Now was my first chance to look about, to discover what sort of place this was. It was an oval plain, roughly a mile wide by five miles long. Buildings, squat structures of corrugated iron, were scattered here and there. In the distance, to my left, what seemed a great hole in the ground glowed; a huge disk of light.

Dry land, here, where there should tie nothing but a waste of waters!..

The translucent green wall in whose depths I had seen the blind fish rushing toward me. Impossible! There were scientific miracle-workers in the enemy’s ranks, but they couldn’t have hollowed out a pit such as this in mid-ocean; forced back the very ocean to create this amphitheatre, this dry plain on the Atlantic's very bottom; held back the unthinkable weight of Earth's waters by a nothingness. Incredible!..

The great plain had been cleared by the ray. The dim shapes floating high in that far-circling ellipse were pouring down the dreadful vibrations, thus holding back the sea in a marvelous green wall.
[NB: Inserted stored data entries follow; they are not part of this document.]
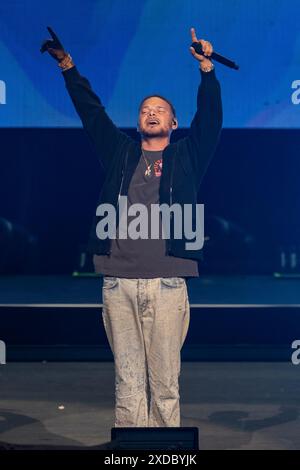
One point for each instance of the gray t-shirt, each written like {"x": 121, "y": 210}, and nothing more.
{"x": 144, "y": 258}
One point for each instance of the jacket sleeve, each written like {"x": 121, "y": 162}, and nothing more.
{"x": 104, "y": 135}
{"x": 206, "y": 125}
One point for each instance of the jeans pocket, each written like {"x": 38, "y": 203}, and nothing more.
{"x": 171, "y": 282}
{"x": 110, "y": 282}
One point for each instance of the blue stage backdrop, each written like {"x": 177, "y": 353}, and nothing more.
{"x": 131, "y": 48}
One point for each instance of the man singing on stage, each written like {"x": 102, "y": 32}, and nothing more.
{"x": 145, "y": 301}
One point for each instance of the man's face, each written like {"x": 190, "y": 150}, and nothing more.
{"x": 156, "y": 118}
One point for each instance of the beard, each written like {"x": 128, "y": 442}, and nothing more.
{"x": 156, "y": 131}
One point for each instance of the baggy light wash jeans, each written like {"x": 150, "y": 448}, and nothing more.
{"x": 146, "y": 322}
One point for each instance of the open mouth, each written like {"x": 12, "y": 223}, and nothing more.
{"x": 152, "y": 122}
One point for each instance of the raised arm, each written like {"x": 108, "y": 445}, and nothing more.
{"x": 103, "y": 133}
{"x": 207, "y": 122}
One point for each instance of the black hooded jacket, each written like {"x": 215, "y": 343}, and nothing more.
{"x": 184, "y": 162}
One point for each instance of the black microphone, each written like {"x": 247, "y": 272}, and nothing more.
{"x": 217, "y": 57}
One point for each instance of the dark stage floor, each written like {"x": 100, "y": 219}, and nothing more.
{"x": 234, "y": 405}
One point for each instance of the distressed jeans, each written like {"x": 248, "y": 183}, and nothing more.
{"x": 146, "y": 322}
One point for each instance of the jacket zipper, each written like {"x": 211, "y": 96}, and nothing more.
{"x": 171, "y": 199}
{"x": 120, "y": 189}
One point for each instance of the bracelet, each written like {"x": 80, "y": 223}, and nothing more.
{"x": 66, "y": 62}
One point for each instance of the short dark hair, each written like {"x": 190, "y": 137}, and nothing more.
{"x": 162, "y": 98}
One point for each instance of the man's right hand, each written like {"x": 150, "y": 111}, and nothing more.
{"x": 54, "y": 46}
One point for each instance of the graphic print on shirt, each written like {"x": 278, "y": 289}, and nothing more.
{"x": 158, "y": 167}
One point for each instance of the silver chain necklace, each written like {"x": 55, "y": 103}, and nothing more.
{"x": 148, "y": 170}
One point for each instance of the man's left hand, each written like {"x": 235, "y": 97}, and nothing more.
{"x": 207, "y": 48}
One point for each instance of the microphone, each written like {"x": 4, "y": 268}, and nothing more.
{"x": 217, "y": 57}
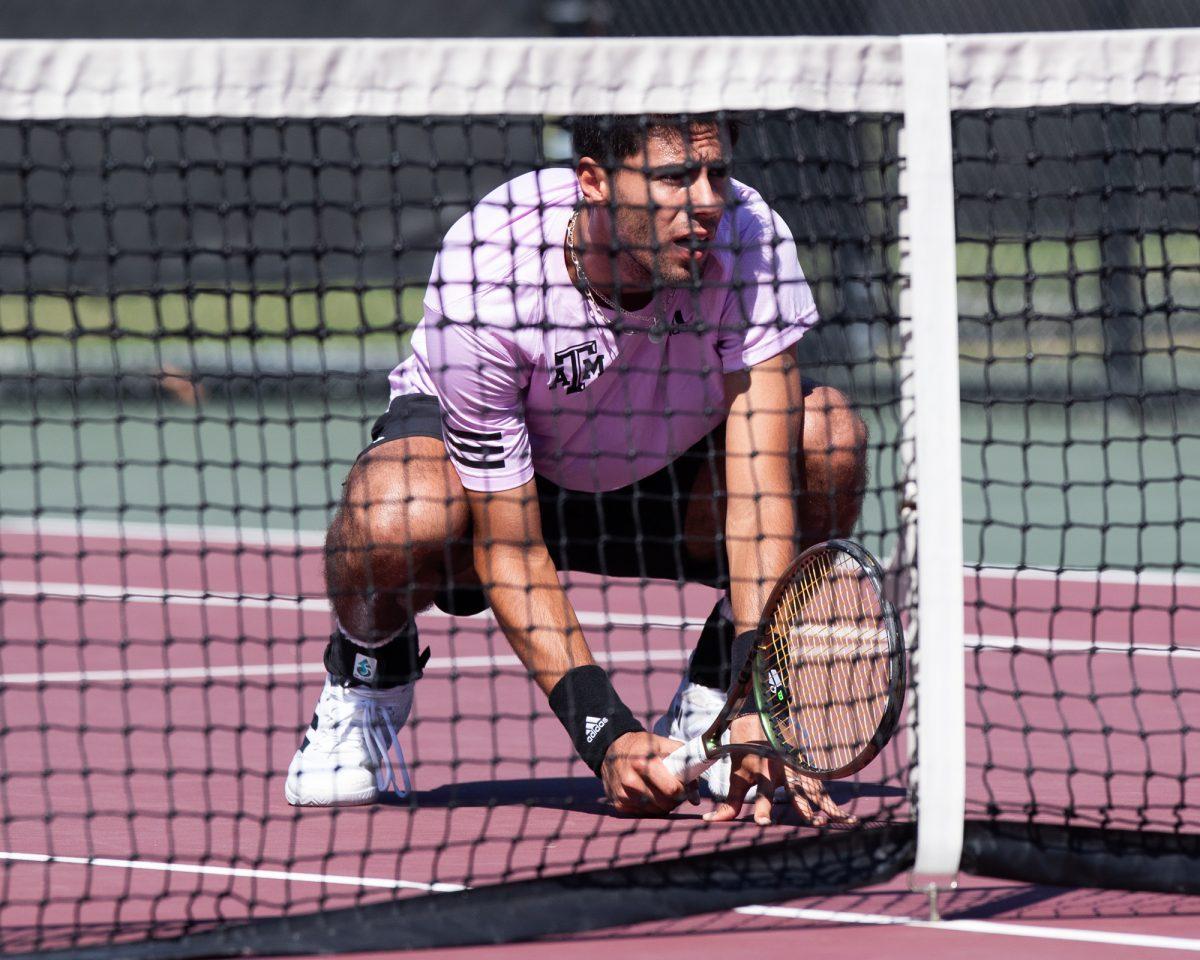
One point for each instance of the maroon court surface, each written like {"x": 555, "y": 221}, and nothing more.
{"x": 155, "y": 688}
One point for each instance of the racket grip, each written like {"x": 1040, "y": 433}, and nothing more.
{"x": 689, "y": 761}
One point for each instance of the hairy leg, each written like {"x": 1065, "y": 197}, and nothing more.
{"x": 831, "y": 467}
{"x": 401, "y": 532}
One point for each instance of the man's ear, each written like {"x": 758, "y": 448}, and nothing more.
{"x": 593, "y": 180}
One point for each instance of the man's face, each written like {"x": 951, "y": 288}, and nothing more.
{"x": 670, "y": 198}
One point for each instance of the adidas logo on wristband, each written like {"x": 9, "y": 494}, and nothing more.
{"x": 593, "y": 725}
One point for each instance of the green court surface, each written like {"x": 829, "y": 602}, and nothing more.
{"x": 1081, "y": 485}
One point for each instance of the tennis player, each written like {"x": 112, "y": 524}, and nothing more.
{"x": 603, "y": 381}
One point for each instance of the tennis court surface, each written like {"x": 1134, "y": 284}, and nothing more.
{"x": 208, "y": 268}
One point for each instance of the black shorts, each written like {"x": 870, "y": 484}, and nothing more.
{"x": 631, "y": 532}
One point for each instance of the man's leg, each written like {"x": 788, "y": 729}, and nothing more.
{"x": 401, "y": 531}
{"x": 400, "y": 534}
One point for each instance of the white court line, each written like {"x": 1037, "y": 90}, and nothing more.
{"x": 159, "y": 597}
{"x": 184, "y": 533}
{"x": 124, "y": 529}
{"x": 233, "y": 871}
{"x": 994, "y": 928}
{"x": 317, "y": 667}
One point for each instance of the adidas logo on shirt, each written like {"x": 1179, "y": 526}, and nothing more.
{"x": 593, "y": 725}
{"x": 365, "y": 667}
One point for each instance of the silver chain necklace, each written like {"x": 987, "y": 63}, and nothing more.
{"x": 588, "y": 289}
{"x": 657, "y": 331}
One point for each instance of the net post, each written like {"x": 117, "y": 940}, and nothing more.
{"x": 931, "y": 421}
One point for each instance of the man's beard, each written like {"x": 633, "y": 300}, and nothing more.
{"x": 641, "y": 262}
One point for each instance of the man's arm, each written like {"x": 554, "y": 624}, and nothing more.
{"x": 762, "y": 436}
{"x": 540, "y": 624}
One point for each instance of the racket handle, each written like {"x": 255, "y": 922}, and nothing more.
{"x": 689, "y": 761}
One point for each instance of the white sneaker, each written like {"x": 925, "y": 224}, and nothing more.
{"x": 691, "y": 712}
{"x": 345, "y": 757}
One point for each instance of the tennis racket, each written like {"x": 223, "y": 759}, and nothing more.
{"x": 827, "y": 671}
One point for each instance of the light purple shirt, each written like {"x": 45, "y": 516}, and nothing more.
{"x": 533, "y": 378}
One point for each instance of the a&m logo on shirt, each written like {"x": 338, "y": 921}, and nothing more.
{"x": 576, "y": 366}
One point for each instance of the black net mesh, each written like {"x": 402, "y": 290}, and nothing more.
{"x": 199, "y": 318}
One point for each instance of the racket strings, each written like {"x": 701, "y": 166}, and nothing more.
{"x": 829, "y": 647}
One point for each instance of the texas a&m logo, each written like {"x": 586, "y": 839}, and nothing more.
{"x": 576, "y": 366}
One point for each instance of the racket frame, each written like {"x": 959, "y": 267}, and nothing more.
{"x": 898, "y": 669}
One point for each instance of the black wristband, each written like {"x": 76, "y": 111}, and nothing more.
{"x": 739, "y": 654}
{"x": 587, "y": 705}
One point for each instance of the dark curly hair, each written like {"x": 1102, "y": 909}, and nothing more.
{"x": 613, "y": 137}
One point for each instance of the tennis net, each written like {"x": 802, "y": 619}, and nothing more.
{"x": 213, "y": 253}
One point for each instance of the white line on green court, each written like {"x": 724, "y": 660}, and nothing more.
{"x": 316, "y": 667}
{"x": 234, "y": 871}
{"x": 301, "y": 539}
{"x": 993, "y": 928}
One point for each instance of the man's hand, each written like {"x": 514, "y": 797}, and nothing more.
{"x": 809, "y": 797}
{"x": 635, "y": 778}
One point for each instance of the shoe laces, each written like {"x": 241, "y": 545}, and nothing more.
{"x": 379, "y": 735}
{"x": 371, "y": 713}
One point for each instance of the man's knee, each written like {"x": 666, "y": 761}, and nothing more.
{"x": 403, "y": 511}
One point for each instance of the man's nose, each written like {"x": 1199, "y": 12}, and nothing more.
{"x": 707, "y": 203}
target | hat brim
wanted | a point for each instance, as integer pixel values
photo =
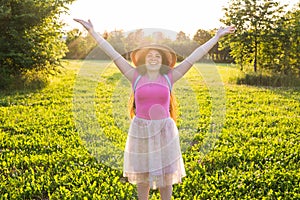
(169, 53)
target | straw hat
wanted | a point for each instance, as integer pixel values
(141, 51)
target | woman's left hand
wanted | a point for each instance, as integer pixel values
(224, 31)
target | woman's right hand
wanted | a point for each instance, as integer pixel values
(87, 24)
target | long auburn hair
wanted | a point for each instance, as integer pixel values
(165, 68)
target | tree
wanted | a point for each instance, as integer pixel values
(30, 34)
(254, 20)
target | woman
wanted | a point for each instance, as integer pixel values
(152, 157)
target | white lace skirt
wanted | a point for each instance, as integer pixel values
(152, 153)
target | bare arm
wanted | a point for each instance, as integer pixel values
(198, 53)
(120, 62)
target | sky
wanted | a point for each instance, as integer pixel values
(184, 15)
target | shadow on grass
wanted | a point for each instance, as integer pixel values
(256, 79)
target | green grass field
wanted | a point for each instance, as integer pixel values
(65, 141)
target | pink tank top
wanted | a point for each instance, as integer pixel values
(152, 98)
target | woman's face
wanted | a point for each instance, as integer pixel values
(153, 60)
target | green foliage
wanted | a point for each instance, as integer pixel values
(30, 36)
(44, 157)
(266, 37)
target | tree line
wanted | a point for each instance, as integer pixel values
(83, 46)
(267, 37)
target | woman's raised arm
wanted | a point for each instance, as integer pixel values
(120, 62)
(198, 53)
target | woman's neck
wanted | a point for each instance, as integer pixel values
(152, 75)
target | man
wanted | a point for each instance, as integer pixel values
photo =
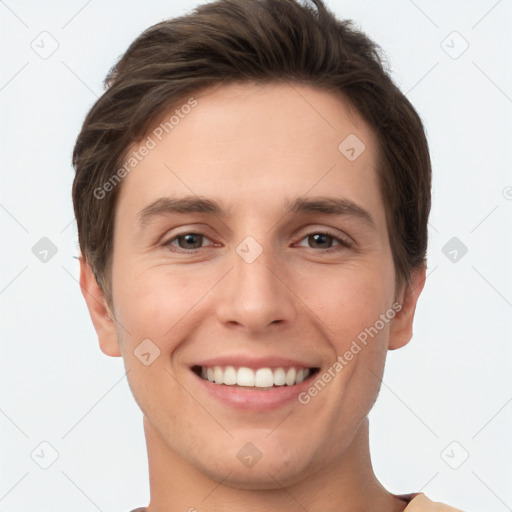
(252, 194)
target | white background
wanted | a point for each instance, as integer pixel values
(451, 383)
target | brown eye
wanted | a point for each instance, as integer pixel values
(187, 242)
(326, 241)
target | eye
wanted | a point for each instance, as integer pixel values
(187, 242)
(324, 240)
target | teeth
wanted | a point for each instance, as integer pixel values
(260, 378)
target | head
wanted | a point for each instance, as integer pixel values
(228, 129)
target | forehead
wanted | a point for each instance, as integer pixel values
(249, 145)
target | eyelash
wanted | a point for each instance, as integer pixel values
(343, 244)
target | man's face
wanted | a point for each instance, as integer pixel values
(255, 286)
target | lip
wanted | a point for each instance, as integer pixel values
(255, 362)
(253, 399)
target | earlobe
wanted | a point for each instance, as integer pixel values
(401, 326)
(101, 316)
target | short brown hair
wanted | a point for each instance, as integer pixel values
(259, 41)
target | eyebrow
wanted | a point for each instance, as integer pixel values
(300, 205)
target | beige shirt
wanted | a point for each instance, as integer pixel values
(418, 503)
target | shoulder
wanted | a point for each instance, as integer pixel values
(420, 503)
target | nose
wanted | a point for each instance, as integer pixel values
(256, 295)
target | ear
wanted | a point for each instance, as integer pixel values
(101, 316)
(400, 332)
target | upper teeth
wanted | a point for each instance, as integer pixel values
(261, 377)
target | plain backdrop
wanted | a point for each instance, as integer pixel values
(443, 419)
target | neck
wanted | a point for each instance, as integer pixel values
(350, 483)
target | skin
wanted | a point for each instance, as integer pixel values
(252, 147)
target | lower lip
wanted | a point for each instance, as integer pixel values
(252, 399)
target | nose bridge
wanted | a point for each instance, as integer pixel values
(255, 295)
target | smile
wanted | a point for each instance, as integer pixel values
(260, 378)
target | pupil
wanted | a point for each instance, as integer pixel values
(317, 238)
(189, 239)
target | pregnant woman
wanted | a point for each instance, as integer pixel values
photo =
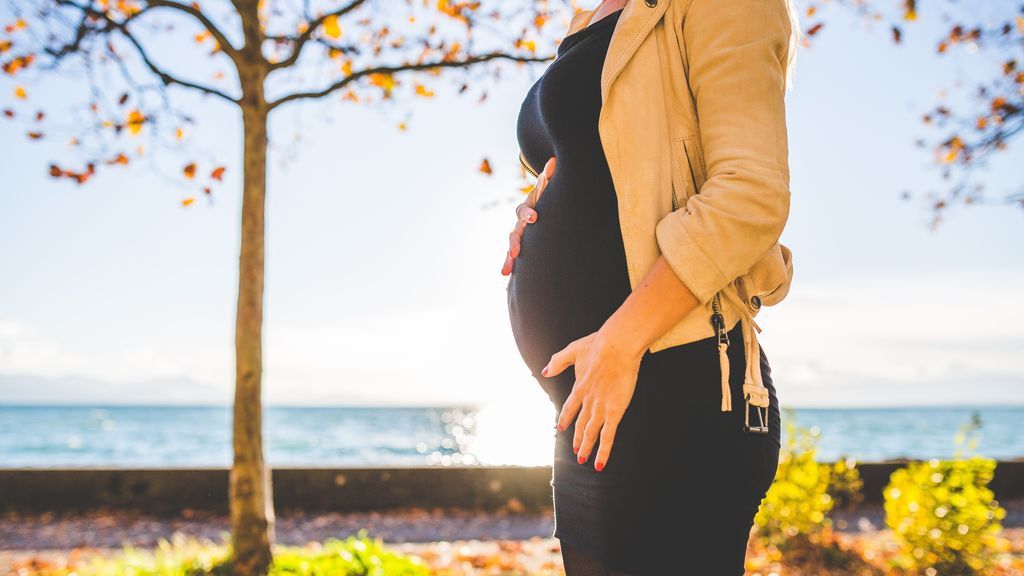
(634, 284)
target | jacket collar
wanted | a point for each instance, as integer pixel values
(637, 19)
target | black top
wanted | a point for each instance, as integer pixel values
(570, 275)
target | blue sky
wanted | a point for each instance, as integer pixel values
(384, 249)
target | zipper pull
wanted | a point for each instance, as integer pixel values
(718, 321)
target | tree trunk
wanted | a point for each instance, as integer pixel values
(251, 495)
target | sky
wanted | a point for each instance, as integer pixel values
(384, 249)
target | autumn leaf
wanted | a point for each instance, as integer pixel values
(135, 121)
(331, 27)
(526, 44)
(385, 81)
(909, 10)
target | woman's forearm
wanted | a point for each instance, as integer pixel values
(656, 304)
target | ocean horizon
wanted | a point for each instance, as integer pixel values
(181, 436)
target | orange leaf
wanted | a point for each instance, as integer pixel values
(331, 27)
(135, 121)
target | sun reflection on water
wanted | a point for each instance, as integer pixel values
(513, 434)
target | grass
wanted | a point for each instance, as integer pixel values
(182, 556)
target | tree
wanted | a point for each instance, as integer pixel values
(370, 49)
(972, 133)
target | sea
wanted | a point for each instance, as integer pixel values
(444, 436)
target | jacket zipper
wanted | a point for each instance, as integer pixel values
(525, 165)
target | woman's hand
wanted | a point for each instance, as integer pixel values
(606, 372)
(525, 214)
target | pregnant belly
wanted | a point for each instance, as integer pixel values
(570, 275)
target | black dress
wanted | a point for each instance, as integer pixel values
(683, 481)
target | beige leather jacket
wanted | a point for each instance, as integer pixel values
(693, 116)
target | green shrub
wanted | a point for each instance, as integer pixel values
(943, 515)
(798, 503)
(355, 556)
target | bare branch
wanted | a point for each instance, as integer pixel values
(122, 27)
(395, 69)
(301, 40)
(193, 10)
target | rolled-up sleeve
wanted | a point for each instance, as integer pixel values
(736, 51)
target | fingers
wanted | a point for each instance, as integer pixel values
(525, 214)
(507, 266)
(569, 408)
(586, 432)
(561, 360)
(549, 167)
(578, 433)
(515, 239)
(607, 439)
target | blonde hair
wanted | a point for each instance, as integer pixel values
(795, 38)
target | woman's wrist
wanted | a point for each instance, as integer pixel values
(657, 303)
(619, 334)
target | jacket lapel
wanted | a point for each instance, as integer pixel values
(637, 19)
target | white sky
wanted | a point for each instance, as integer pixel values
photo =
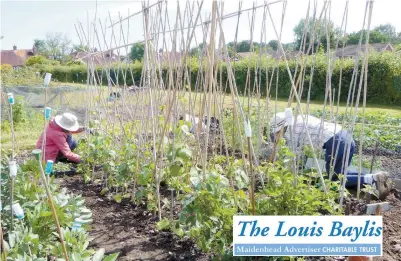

I remembered the sea-monster that had dashed at me and vanished. That proved it. The dome of cloud was camouflage, or the product of the processes of destruction going on underneath: it didn’t matter. What mattered was that it was interlaced by a network of ray beams. It was an impenetrable wall, a perfect defense...


(The Zeta-Ray installation from'The Death-Cloud' by Schachner and Zagat)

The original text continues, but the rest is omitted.